Data Prep: Statcast data assembled from past work
load("G:/My Drive/Baseball/R Projects/Data/Statcast2022.RData")
load("G:/My Drive/Baseball/R Projects/Data/Statcast2023.RData")
# Use last two seasons
statcast <- rbind(Statcast2022, Statcast2023)
# Create data for each hitter
schwarber_data <- statcast %>%
filter(player_name == 'Schwarber, Kyle')
turner_data <- statcast %>%
filter(player_name == 'Turner, Trea')
harper_data <- statcast %>%
filter(player_name == 'Harper, Bryce')
bohm_data <- statcast %>%
filter(player_name == 'Bohm, Alec')
Data Prep: Manually create pitcher data from questionnaire images. H-break and V-break are eye-balled from the graphic.
# Pitcher A
A_name <- rep('A',3)
A_pitches <- c('Sinker', 'Slider', 'Sweeper')
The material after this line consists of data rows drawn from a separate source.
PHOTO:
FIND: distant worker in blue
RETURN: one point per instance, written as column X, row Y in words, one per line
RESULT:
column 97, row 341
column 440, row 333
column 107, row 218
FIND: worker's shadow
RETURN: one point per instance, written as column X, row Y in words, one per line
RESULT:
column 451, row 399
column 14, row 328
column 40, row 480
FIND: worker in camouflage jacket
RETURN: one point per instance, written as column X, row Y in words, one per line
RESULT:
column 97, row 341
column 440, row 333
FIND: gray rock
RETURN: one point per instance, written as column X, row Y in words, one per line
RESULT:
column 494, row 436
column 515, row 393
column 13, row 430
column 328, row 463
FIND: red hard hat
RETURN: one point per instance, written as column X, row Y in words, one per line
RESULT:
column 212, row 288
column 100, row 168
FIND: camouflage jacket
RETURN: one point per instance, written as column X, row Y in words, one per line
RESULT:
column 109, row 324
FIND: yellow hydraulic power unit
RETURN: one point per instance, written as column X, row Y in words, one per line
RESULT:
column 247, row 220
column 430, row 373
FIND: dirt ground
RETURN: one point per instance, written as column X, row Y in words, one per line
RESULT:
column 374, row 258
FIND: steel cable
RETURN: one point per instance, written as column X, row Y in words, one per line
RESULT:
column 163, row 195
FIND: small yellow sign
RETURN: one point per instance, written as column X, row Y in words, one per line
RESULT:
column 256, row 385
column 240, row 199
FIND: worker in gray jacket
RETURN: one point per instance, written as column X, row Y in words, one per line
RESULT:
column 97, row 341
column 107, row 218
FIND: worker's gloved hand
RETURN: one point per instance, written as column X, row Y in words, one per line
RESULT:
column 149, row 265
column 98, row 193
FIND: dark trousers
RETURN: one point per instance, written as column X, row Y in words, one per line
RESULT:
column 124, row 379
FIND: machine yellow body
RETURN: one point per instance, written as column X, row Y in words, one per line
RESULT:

A_usages <- c(69.5, 20.9, 9.6)
A_velocities <- c(96, 87.5, 83.9)
A_hbreak <- c(-15, 3, 17)
A_vbreak <- c(6, -6, -10)
A_table <- cbind.data.frame(A_name, A_pitches, A_usages, A_velocities,
A_hbreak, A_vbreak) %>%
rename(Name = A_name,
Pitch = A_pitches,
Usage = A_usages,
Velo = A_velocities,
Hbreak = A_hbreak,
Vbreak = A_vbreak)
# Repeat for Pitcher B
B_name <- rep('B', 3)
B_pitches <- c('4-Seam Fastball', 'Slider', 'Curve')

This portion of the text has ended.